The Jupiter UK Mid Cap fund, once one of the largest UK equity mandates on the market, suffered outflows of £1.14bn in the year to the end of January 2023, as the fund battled performance issues.
This month Jupiter confirmed that the fund, which has been managed by Richard Watts since 2008, will cease investing in unquoted stocks, and that it was selling its largest holding, which was an unquoted position in Starling Bank.
This policy was partly achieved by selling its stake in Starling Bank to the Chrysalis investment trust, which is also managed by Watts, and is the third largest holding in the Jupiter UK mid cap fund, a stake worth around £20mn.
The fund is ranked absolute bottom (243rd out of 243 funds) of the IA UK All Companies sector over the past three years to February 10, and bottom quartile over one, three and five years.
It has lost 27 per cent over the three-year period.

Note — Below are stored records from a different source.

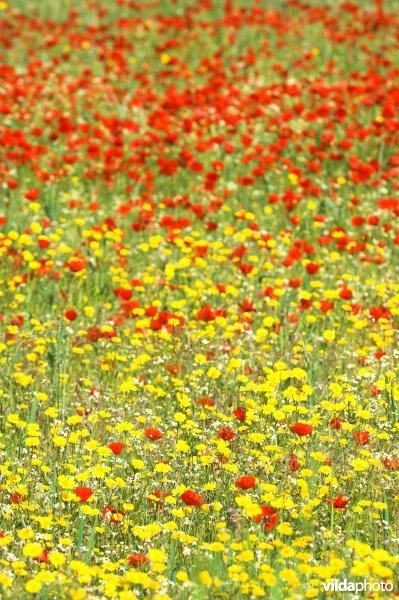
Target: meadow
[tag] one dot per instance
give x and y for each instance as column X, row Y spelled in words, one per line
column 199, row 298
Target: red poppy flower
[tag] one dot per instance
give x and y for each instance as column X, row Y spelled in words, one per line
column 225, row 433
column 204, row 401
column 246, row 482
column 391, row 463
column 191, row 498
column 32, row 194
column 361, row 437
column 17, row 498
column 339, row 501
column 153, row 434
column 43, row 242
column 137, row 560
column 116, row 447
column 312, row 268
column 70, row 314
column 336, row 423
column 293, row 463
column 269, row 517
column 76, row 264
column 301, row 429
column 83, row 493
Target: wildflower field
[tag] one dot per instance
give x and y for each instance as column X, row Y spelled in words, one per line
column 199, row 299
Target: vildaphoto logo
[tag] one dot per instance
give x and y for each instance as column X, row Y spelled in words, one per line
column 335, row 585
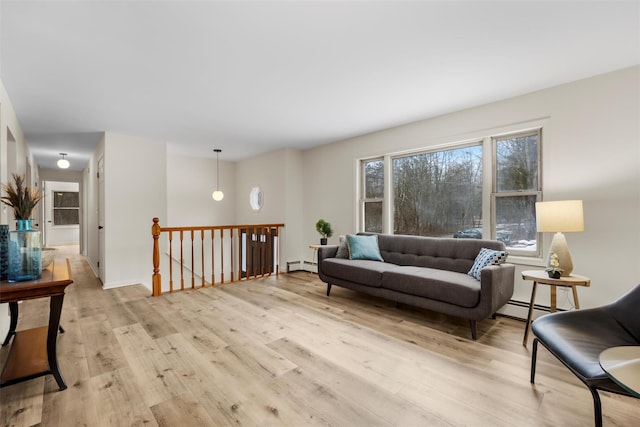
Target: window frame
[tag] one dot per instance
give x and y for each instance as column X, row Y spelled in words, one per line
column 486, row 139
column 495, row 194
column 363, row 192
column 55, row 208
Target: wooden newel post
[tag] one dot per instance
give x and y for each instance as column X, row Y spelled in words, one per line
column 156, row 278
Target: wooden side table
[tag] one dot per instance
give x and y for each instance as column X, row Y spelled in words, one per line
column 314, row 258
column 33, row 351
column 541, row 277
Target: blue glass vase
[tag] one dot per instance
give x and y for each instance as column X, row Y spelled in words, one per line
column 4, row 251
column 25, row 253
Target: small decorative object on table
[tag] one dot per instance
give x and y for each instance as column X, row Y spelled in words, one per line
column 554, row 269
column 325, row 230
column 48, row 255
column 25, row 254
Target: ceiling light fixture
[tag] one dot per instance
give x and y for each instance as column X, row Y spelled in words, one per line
column 63, row 163
column 218, row 194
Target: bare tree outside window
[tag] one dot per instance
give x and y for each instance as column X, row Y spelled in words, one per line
column 373, row 182
column 438, row 193
column 517, row 188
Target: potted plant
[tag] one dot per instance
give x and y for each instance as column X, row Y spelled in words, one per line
column 20, row 198
column 554, row 271
column 324, row 229
column 24, row 245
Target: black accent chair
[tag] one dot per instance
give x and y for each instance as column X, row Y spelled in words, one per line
column 578, row 337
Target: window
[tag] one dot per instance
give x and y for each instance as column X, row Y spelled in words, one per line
column 516, row 188
column 484, row 189
column 66, row 208
column 438, row 193
column 373, row 191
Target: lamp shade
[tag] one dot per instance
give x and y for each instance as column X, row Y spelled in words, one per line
column 559, row 216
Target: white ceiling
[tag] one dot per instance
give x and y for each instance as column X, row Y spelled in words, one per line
column 251, row 77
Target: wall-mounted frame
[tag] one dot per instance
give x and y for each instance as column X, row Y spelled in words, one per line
column 256, row 199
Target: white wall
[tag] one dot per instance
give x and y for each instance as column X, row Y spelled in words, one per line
column 591, row 151
column 279, row 176
column 15, row 157
column 90, row 204
column 136, row 192
column 190, row 182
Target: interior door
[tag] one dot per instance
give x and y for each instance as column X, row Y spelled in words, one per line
column 101, row 243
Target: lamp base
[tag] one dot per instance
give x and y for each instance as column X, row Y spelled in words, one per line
column 559, row 247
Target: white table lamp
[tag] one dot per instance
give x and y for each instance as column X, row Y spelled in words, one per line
column 560, row 216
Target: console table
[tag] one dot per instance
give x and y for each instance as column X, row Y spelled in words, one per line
column 33, row 351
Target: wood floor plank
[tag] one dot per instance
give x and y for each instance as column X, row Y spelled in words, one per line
column 120, row 401
column 183, row 410
column 151, row 370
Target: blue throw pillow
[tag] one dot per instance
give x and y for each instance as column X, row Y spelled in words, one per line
column 486, row 257
column 364, row 247
column 343, row 249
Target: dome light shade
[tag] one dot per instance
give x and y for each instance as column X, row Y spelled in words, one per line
column 63, row 163
column 217, row 195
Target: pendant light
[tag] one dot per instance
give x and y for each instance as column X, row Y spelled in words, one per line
column 63, row 163
column 218, row 194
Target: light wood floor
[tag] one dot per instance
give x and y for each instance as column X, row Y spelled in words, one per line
column 278, row 352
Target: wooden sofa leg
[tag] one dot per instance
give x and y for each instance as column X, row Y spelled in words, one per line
column 534, row 356
column 474, row 329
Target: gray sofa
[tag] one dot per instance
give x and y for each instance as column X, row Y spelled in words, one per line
column 425, row 272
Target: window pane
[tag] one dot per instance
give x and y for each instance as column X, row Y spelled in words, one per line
column 373, row 217
column 517, row 159
column 374, row 179
column 66, row 199
column 516, row 222
column 66, row 216
column 438, row 193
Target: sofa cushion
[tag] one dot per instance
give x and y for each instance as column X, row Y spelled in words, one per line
column 440, row 285
column 364, row 247
column 486, row 257
column 363, row 272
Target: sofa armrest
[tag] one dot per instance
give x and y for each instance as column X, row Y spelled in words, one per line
column 324, row 252
column 327, row 251
column 496, row 287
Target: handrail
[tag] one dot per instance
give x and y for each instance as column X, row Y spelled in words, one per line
column 245, row 251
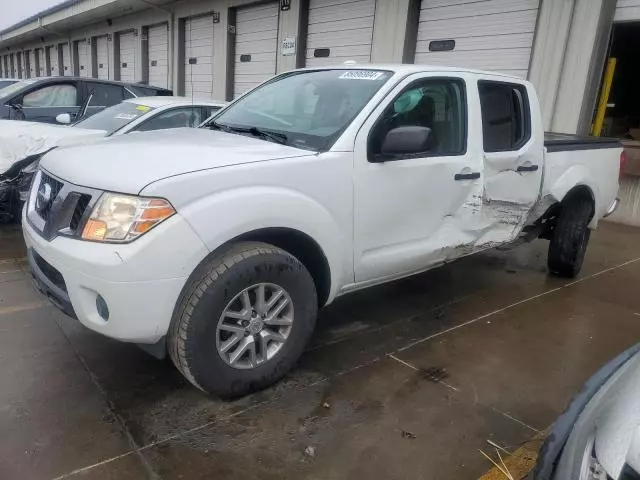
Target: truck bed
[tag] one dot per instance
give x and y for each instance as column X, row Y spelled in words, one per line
column 562, row 142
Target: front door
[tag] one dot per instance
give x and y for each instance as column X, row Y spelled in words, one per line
column 512, row 158
column 414, row 210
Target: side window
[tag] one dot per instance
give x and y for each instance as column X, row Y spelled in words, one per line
column 505, row 116
column 104, row 95
column 175, row 118
column 438, row 106
column 64, row 95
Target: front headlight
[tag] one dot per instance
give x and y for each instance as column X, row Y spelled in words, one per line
column 122, row 218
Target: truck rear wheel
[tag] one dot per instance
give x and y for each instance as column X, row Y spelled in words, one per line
column 243, row 320
column 570, row 238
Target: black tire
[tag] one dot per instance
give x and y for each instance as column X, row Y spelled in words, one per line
column 570, row 238
column 192, row 335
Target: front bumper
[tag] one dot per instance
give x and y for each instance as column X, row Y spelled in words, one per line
column 139, row 282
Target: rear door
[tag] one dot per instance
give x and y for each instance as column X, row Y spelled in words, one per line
column 45, row 102
column 513, row 155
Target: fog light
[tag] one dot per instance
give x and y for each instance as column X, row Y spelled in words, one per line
column 101, row 306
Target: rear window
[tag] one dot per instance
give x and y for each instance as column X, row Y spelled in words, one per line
column 505, row 116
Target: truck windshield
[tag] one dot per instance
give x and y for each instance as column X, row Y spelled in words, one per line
column 114, row 118
column 308, row 109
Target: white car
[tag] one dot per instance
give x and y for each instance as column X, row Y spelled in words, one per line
column 218, row 244
column 22, row 143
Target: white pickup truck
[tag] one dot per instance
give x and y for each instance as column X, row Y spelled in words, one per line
column 218, row 244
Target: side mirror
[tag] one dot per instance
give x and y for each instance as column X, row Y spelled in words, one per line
column 64, row 118
column 406, row 140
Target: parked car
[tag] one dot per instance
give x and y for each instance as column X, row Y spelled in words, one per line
column 43, row 99
column 598, row 436
column 222, row 242
column 5, row 82
column 23, row 143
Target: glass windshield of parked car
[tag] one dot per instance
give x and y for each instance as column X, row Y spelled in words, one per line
column 307, row 109
column 114, row 118
column 15, row 88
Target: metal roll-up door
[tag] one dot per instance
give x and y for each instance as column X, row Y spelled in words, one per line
column 26, row 63
column 198, row 59
column 339, row 30
column 627, row 11
column 495, row 35
column 67, row 71
column 84, row 58
column 41, row 67
column 102, row 57
column 54, row 65
column 128, row 57
column 158, row 44
column 256, row 46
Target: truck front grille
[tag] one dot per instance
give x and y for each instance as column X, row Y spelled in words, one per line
column 57, row 207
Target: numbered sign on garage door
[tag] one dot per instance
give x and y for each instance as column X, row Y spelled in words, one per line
column 102, row 57
column 339, row 31
column 494, row 35
column 159, row 56
column 83, row 64
column 256, row 46
column 67, row 71
column 198, row 59
column 127, row 57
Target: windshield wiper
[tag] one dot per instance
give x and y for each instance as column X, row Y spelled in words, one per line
column 254, row 131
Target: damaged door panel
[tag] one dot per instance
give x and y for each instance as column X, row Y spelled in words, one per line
column 512, row 162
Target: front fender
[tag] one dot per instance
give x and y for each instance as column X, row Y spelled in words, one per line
column 225, row 215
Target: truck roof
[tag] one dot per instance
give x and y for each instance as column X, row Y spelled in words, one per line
column 405, row 68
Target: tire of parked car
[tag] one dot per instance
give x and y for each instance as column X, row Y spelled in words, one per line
column 248, row 295
column 570, row 238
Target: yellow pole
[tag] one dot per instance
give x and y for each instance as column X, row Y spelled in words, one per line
column 607, row 82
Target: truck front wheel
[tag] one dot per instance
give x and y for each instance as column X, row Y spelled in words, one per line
column 570, row 238
column 243, row 320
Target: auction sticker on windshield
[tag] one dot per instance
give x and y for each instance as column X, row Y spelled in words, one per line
column 361, row 75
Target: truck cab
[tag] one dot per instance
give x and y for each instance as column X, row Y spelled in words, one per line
column 217, row 245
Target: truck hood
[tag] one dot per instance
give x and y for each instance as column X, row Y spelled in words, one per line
column 19, row 140
column 128, row 163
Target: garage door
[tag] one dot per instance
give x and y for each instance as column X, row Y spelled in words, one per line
column 627, row 11
column 102, row 57
column 256, row 46
column 159, row 56
column 128, row 57
column 67, row 71
column 30, row 58
column 84, row 58
column 492, row 35
column 54, row 65
column 198, row 69
column 339, row 31
column 40, row 63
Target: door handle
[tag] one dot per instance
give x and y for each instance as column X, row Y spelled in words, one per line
column 467, row 176
column 527, row 168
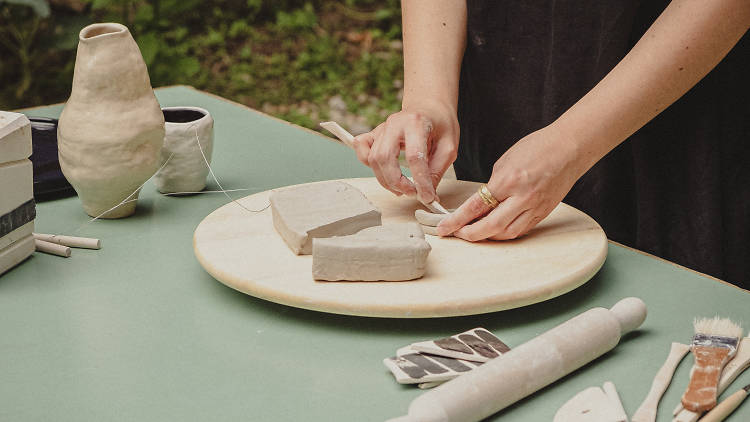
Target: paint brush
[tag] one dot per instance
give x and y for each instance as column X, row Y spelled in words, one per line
column 348, row 140
column 726, row 407
column 714, row 344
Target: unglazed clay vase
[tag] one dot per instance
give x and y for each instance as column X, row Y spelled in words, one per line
column 111, row 130
column 184, row 167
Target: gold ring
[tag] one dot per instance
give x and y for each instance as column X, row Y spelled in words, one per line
column 487, row 197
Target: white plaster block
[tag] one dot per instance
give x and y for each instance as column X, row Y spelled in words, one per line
column 15, row 137
column 17, row 234
column 16, row 184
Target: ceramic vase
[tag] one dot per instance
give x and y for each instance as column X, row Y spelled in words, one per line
column 111, row 130
column 184, row 168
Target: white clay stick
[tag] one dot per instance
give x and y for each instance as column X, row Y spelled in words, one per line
column 72, row 241
column 52, row 248
column 726, row 407
column 733, row 369
column 348, row 140
column 529, row 367
column 647, row 411
column 615, row 402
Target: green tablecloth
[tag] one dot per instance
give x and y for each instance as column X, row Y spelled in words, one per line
column 139, row 331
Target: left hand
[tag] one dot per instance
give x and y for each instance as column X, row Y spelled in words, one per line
column 529, row 180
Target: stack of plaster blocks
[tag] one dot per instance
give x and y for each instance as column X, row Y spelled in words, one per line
column 17, row 209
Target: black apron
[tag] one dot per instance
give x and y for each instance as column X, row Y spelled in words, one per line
column 678, row 188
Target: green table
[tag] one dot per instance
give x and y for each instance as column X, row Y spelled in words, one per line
column 139, row 331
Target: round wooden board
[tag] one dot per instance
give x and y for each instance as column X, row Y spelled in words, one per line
column 243, row 251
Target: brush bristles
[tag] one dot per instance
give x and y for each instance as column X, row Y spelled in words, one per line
column 716, row 326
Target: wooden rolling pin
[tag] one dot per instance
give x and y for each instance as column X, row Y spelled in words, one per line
column 529, row 367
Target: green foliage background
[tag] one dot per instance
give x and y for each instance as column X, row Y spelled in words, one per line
column 301, row 60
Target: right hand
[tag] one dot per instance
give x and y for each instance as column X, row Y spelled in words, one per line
column 428, row 134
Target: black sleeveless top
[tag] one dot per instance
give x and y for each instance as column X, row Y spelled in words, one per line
column 678, row 188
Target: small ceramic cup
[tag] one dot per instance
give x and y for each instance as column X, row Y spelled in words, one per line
column 186, row 170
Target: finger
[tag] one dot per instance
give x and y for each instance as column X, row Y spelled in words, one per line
column 362, row 146
column 417, row 136
column 443, row 155
column 470, row 210
column 516, row 228
column 378, row 175
column 531, row 224
column 385, row 154
column 493, row 223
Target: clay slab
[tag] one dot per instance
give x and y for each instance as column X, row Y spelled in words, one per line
column 301, row 213
column 392, row 252
column 243, row 251
column 15, row 137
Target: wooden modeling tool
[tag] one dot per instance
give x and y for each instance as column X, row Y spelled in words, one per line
column 593, row 404
column 723, row 409
column 733, row 369
column 647, row 411
column 714, row 344
column 72, row 241
column 529, row 367
column 348, row 140
column 52, row 248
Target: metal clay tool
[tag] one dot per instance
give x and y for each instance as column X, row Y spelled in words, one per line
column 348, row 140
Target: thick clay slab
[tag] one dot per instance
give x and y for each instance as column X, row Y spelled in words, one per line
column 394, row 252
column 16, row 185
column 320, row 210
column 243, row 251
column 15, row 137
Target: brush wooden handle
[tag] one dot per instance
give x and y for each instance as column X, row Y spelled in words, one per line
column 734, row 368
column 704, row 379
column 724, row 408
column 647, row 411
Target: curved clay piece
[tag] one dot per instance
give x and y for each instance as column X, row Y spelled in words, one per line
column 394, row 252
column 426, row 218
column 301, row 213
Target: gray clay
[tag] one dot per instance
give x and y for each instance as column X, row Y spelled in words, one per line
column 319, row 210
column 394, row 252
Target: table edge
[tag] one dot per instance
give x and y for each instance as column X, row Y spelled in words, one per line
column 310, row 131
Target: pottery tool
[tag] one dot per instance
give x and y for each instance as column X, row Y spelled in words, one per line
column 723, row 409
column 647, row 411
column 714, row 344
column 529, row 367
column 348, row 140
column 476, row 345
column 410, row 367
column 731, row 371
column 437, row 360
column 72, row 241
column 593, row 404
column 52, row 248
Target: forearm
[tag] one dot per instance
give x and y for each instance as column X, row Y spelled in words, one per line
column 681, row 47
column 434, row 34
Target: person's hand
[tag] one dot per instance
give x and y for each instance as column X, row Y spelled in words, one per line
column 529, row 180
column 428, row 134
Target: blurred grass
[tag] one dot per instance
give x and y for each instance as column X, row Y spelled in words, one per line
column 303, row 61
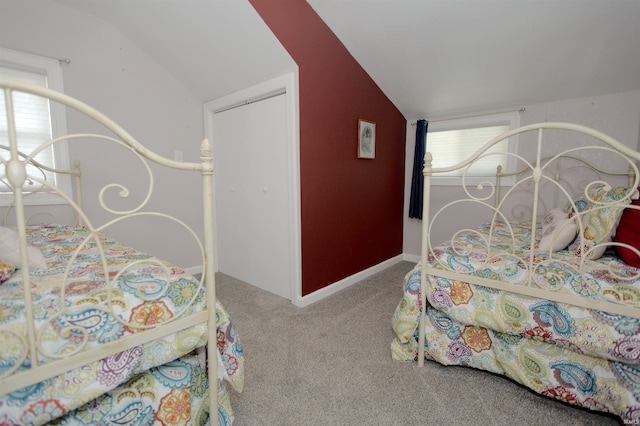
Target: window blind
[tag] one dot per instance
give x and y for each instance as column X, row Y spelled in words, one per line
column 449, row 147
column 33, row 123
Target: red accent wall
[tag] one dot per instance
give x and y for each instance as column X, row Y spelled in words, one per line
column 352, row 209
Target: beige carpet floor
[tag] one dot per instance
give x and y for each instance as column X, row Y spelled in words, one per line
column 330, row 364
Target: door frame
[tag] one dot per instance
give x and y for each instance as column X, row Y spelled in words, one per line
column 287, row 83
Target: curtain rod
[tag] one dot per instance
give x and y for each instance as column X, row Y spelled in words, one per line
column 523, row 109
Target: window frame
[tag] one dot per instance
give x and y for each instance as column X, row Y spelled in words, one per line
column 512, row 119
column 52, row 69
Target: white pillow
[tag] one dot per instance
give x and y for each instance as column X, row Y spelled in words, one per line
column 558, row 230
column 10, row 250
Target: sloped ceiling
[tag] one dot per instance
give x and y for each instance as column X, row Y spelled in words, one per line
column 440, row 57
column 215, row 47
column 431, row 57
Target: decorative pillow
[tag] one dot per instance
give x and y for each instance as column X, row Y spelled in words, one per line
column 628, row 232
column 6, row 270
column 580, row 201
column 558, row 230
column 10, row 250
column 599, row 222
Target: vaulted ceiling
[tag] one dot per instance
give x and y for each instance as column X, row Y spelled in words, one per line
column 430, row 57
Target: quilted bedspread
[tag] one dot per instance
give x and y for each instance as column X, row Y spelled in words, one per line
column 133, row 300
column 581, row 356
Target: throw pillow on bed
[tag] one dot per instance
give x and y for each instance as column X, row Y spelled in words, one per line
column 6, row 270
column 10, row 250
column 628, row 232
column 599, row 221
column 558, row 230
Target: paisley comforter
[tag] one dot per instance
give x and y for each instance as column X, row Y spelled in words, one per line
column 581, row 356
column 153, row 382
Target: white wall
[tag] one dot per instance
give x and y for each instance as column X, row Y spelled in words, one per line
column 617, row 115
column 113, row 75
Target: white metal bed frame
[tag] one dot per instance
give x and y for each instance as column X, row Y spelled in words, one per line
column 541, row 170
column 14, row 170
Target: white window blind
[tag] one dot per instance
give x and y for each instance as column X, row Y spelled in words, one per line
column 37, row 121
column 453, row 146
column 451, row 142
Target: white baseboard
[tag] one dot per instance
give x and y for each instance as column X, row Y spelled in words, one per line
column 411, row 257
column 342, row 284
column 195, row 270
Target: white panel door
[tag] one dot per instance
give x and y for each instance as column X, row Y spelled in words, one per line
column 252, row 198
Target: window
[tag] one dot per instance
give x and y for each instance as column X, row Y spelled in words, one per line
column 37, row 120
column 452, row 141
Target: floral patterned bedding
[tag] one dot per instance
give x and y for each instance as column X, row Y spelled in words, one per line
column 101, row 387
column 582, row 356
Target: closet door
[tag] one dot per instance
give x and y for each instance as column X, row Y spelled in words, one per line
column 252, row 201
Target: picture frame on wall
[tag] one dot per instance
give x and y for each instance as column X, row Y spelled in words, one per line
column 366, row 139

Data from Morningstar showed net outflows in each of the past twelve months.
The latest net assets figure supplied by FE Analytics indicates the fund was £957mn in size on February 9, 2023, having reached £3.6bn in September 2021.
That period from mid-2021 to September 2023 encompasses a period when the previously high multiples at which technology and other unquoted stocks began to unwind as interest rates in the US rose.
Starling Bank, which is an unquoted company, is listed in the most recent factsheet as the largest investment, and the vast bulk of the 6 per cent of the Jupiter UK Mid Cap fund’s unquoted holdings, prior to it being sold.
Data from FTAdviser's sister publication Asset Allocator indicates the fund is now owned by one UK discretionary fund manager of any size, with two others having sold out of the mandate in 2022, contributing to the outflows.
Fidelity’s retail platform also blocked clients from adding to the fund at the end of 2022, in a move it said was in the best interests of its clients.